The annual Global Carbon Budget report measures carbon emissions from human activities such as from burning fossil fuels, cement production and changes in land use (such as those caused by deforestation) and compares this to thresholds outlined in the 2015 Paris Agreement.
India’s emissions are still growing albeit at a slower rate than before, possibly driven by a deployment of renewables. Country-level data shows that in 2024, India, at 8%, was the third-highest absolute contributor to the total global fossil fuel emissions.
Carbon budget almost exhausted
The Global Carbon Project is an international research project that puts together a complete picture of the global carbon cycle, including both its biophysical and human dimensions, together with the interactions and feedbacks between them. The Global Carbon Budget 2025 (GCB 2025), produced by the project, is the 20th edition of the annual update, which started in 2006.
Researchers from the University of Exeter, the University of East Anglia, CICERO Center for International Climate Research, Ludwig-Maximilian-University Munich (LMU) and more than 90 other institutions around the world contributed to the report.
The GCB 2025 shows that carbon emissions are at an all-time high. Curbing global warming to under 1.5 degrees celsius above pre-industrial levels – as per the Paris Agreement necessitates – will now be “virtually impossible”.
“With CO2 emissions still increasing, keeping global warming below 1.5°C is no longer plausible,” said Pierre Friedlingstein of Exeter’s Global Systems Institute, who led the study.

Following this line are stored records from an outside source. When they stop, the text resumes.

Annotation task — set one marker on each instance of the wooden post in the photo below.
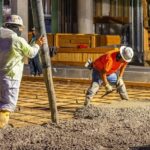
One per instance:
(1, 12)
(39, 24)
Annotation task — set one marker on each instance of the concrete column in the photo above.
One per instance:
(105, 7)
(54, 16)
(20, 7)
(85, 16)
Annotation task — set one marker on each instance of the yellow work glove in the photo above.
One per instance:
(4, 118)
(108, 88)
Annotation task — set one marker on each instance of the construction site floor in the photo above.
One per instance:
(33, 104)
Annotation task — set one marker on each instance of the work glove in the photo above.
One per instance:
(120, 82)
(108, 88)
(53, 51)
(89, 64)
(4, 118)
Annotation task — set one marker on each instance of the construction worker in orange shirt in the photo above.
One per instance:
(108, 70)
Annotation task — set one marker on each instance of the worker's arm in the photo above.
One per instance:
(121, 73)
(122, 69)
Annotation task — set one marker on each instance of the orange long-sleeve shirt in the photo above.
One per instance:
(108, 63)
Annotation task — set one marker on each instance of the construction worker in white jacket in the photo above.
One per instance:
(13, 50)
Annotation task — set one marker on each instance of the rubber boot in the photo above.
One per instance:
(4, 118)
(87, 101)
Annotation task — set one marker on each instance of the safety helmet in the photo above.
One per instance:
(14, 19)
(126, 53)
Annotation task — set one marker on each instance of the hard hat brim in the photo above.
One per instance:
(121, 53)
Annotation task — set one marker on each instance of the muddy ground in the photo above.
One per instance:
(105, 127)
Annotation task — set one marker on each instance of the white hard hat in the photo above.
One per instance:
(14, 19)
(126, 53)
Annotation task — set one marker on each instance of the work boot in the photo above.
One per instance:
(87, 101)
(4, 118)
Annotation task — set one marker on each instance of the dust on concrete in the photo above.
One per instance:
(120, 126)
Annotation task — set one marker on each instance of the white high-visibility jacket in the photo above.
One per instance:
(13, 50)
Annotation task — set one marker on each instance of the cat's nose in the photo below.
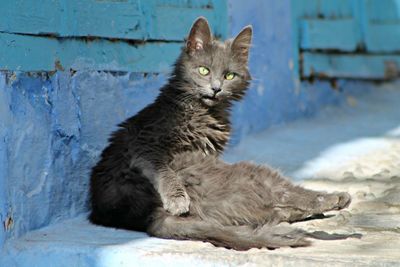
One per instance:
(216, 89)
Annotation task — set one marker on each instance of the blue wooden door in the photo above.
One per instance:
(347, 38)
(114, 35)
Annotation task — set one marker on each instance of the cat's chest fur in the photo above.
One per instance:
(204, 132)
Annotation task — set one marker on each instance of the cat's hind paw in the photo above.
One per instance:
(344, 200)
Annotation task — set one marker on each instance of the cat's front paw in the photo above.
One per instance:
(177, 205)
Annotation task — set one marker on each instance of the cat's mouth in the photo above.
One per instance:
(209, 100)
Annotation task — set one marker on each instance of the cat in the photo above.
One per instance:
(161, 172)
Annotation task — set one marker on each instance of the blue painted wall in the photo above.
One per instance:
(53, 126)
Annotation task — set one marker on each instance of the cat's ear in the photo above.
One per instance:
(242, 42)
(199, 36)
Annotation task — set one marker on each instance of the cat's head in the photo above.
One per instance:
(214, 71)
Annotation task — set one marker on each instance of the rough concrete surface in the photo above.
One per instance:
(356, 150)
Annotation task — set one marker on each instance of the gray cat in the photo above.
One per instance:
(161, 172)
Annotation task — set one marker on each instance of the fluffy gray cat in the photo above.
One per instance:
(161, 172)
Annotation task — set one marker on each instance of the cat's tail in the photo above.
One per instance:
(243, 237)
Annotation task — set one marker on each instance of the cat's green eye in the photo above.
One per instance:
(229, 76)
(204, 71)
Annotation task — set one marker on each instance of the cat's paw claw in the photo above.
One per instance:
(344, 200)
(177, 205)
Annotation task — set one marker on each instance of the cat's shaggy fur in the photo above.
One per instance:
(161, 172)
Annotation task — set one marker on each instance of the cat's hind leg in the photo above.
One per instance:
(298, 203)
(242, 237)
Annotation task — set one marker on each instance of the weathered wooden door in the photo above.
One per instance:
(115, 35)
(347, 38)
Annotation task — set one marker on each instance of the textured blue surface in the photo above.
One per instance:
(135, 36)
(366, 33)
(127, 19)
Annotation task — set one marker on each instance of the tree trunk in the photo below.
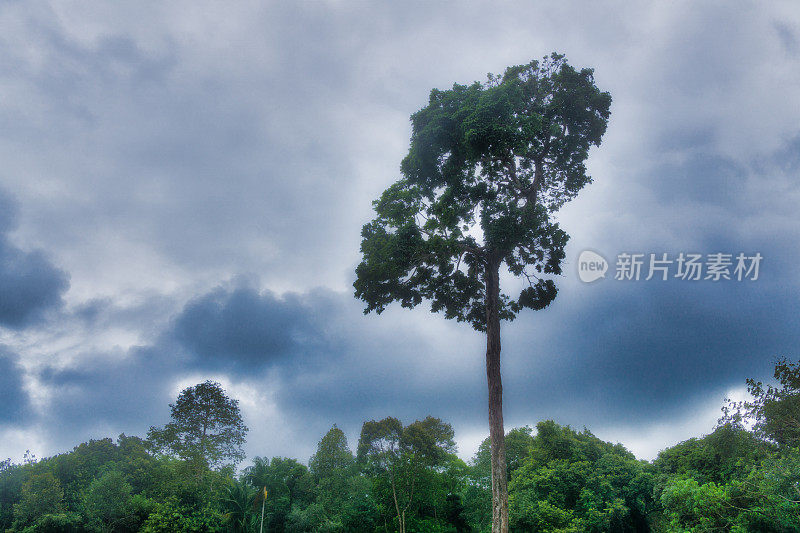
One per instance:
(496, 431)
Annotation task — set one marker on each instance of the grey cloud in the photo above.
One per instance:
(244, 329)
(14, 402)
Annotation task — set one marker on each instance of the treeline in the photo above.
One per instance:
(742, 477)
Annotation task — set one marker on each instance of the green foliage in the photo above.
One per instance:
(774, 411)
(726, 454)
(41, 495)
(108, 502)
(238, 505)
(169, 517)
(206, 428)
(409, 467)
(573, 481)
(407, 479)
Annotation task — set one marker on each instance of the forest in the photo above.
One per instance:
(744, 476)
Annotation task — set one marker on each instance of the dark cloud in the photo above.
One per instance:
(243, 329)
(14, 402)
(29, 283)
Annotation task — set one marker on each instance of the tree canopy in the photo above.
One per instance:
(487, 165)
(206, 427)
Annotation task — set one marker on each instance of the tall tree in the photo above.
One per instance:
(487, 166)
(206, 428)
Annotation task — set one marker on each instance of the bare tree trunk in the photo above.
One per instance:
(496, 431)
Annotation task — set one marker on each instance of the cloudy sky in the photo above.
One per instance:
(183, 185)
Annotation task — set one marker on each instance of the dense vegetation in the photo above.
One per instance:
(744, 476)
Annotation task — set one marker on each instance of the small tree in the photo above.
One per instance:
(774, 411)
(488, 164)
(402, 459)
(206, 428)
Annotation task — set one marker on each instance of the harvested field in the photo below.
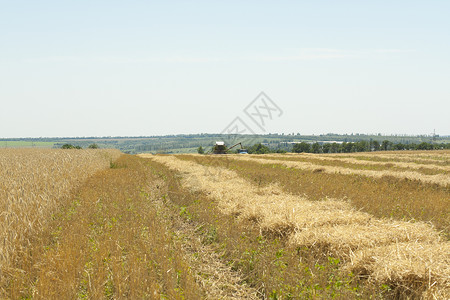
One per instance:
(440, 179)
(95, 225)
(363, 242)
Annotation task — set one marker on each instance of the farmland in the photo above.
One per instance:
(93, 224)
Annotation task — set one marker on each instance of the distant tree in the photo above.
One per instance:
(375, 145)
(301, 147)
(386, 145)
(334, 148)
(326, 148)
(259, 149)
(316, 148)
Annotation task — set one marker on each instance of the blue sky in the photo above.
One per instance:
(100, 68)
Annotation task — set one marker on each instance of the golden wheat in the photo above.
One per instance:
(356, 161)
(332, 224)
(33, 182)
(440, 179)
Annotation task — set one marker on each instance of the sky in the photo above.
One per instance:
(139, 68)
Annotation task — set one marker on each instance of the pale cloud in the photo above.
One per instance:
(303, 54)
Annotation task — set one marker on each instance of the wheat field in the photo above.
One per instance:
(98, 224)
(400, 251)
(33, 184)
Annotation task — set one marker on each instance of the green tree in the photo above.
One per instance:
(259, 149)
(386, 145)
(301, 147)
(316, 148)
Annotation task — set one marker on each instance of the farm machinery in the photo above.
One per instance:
(221, 148)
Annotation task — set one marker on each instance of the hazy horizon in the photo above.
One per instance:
(142, 68)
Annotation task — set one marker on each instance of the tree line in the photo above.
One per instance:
(348, 147)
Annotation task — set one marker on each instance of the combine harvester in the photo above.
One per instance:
(221, 148)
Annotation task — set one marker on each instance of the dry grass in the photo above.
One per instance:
(438, 158)
(33, 184)
(385, 197)
(440, 179)
(355, 162)
(331, 225)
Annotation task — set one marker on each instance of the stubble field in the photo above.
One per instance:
(98, 224)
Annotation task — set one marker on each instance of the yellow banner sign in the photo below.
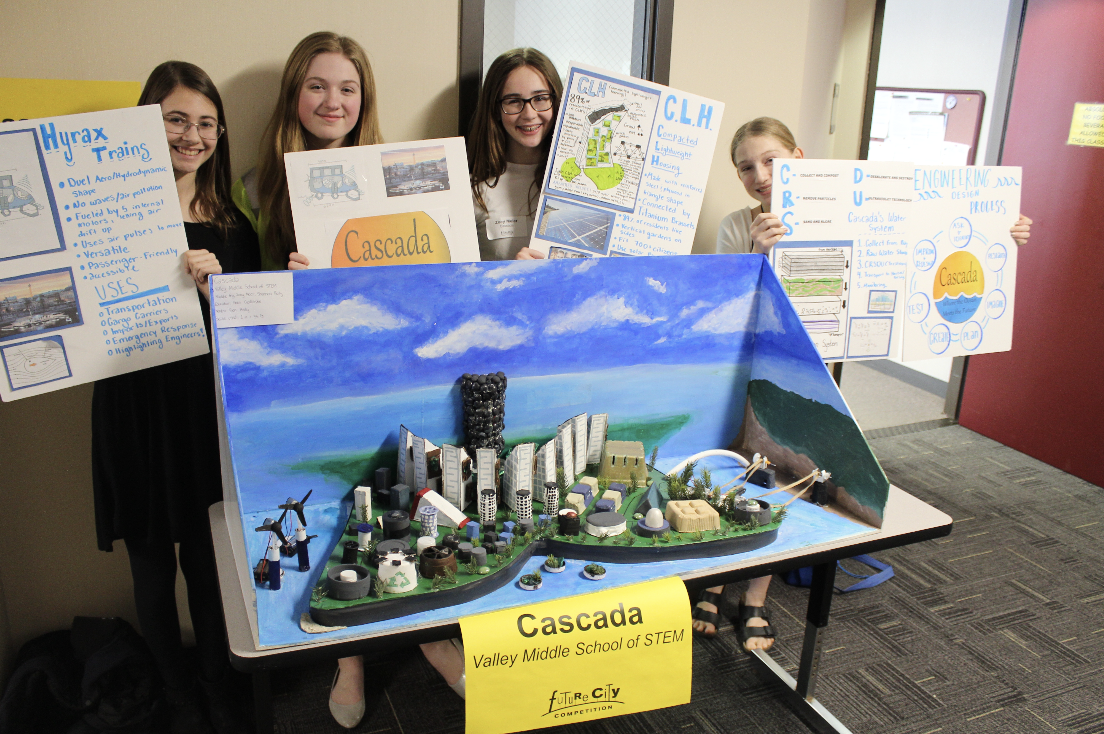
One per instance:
(22, 99)
(1087, 125)
(579, 658)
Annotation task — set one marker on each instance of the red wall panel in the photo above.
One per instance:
(1046, 396)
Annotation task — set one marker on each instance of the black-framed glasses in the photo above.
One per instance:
(513, 105)
(208, 129)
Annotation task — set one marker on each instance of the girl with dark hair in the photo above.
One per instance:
(508, 149)
(327, 99)
(155, 435)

However, a reduction in deforestation and wildfires in South America played a role in reducing net land use emissions. Per the new report, the remaining carbon budget allowance is 170 billion tonnes of CO2 to limit warming to 1.5°C from pre-industrial levels. However, at current levels of carbon emissions, this will be exhausted in four years.

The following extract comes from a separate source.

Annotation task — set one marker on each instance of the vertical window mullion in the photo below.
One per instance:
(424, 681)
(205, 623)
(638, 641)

“The remaining carbon budget for 1.5°C, 170 billion tonnes of carbon dioxide, will be gone before 2030 at current emission rate. We estimate that climate change is now reducing the combined land and ocean sinks – a clear signal from Planet Earth that we need to dramatically reduce emissions,” Friedlingstein said in a statement.

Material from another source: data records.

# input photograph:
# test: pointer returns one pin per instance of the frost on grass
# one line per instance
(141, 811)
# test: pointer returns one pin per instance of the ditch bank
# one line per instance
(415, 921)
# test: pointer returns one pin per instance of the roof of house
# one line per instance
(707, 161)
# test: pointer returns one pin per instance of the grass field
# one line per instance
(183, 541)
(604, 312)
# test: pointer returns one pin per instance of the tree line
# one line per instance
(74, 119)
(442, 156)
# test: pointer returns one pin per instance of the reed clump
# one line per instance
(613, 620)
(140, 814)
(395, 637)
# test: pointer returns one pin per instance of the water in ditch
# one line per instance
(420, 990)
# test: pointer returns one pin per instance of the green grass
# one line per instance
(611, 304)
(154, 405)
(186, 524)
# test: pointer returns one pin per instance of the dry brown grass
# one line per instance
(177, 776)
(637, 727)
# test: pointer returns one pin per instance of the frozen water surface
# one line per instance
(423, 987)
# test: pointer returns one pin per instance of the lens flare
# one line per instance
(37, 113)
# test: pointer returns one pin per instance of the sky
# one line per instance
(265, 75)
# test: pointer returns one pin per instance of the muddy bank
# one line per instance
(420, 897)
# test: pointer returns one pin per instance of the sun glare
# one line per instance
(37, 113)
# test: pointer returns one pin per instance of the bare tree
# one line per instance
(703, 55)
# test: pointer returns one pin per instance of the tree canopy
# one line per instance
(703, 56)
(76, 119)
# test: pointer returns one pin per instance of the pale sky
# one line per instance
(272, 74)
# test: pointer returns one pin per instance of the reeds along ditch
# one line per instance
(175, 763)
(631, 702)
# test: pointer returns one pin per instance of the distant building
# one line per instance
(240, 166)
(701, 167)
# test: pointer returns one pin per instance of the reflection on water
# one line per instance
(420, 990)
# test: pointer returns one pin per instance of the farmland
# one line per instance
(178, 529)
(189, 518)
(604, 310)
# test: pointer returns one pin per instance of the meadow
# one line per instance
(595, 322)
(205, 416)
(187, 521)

The latter is a finding from a linked study, published by the team on November 12 in the journal Nature. It finds that the natural land sink is “substantially smaller” than previously estimated. The ocean sink, meanwhile, is 15% larger than the land sink, consistent with new evidence from oceanic and atmospheric observations, the study noted. The earth’s oceans are known to be important sinks that absorb and sequester carbon in the atmosphere.
The team also found that climate change reduces the efficiency of both sinks, especially the land sink. The combined effects of climate change and deforestation turn Southeast Asian and large parts of South American tropical forests from CO2 sinks to sources, the study added.
India’s emissions growing, but slower than before
In 2024, India was the third-highest absolute contributor to the total global fossil fuel emissions at 8%, whereas China contributed 32% and the US, 13%.
While India’s emissions are growing at a slower rate, per the report, fossil fuel emissions grew in India from 2005 to 2014 by 6.4%, and from 2015 to 2024 by 3.6%.
Emissions in India are expected to rise by around 1.4% (that’s 3.2 gigatonnes of carbon dioxide equivalent per year) in India this year, lower when compared to 2024 levels.
As per an AFP report, an early monsoon and strong renewables growth helped drive a smaller rise in India than in recent years.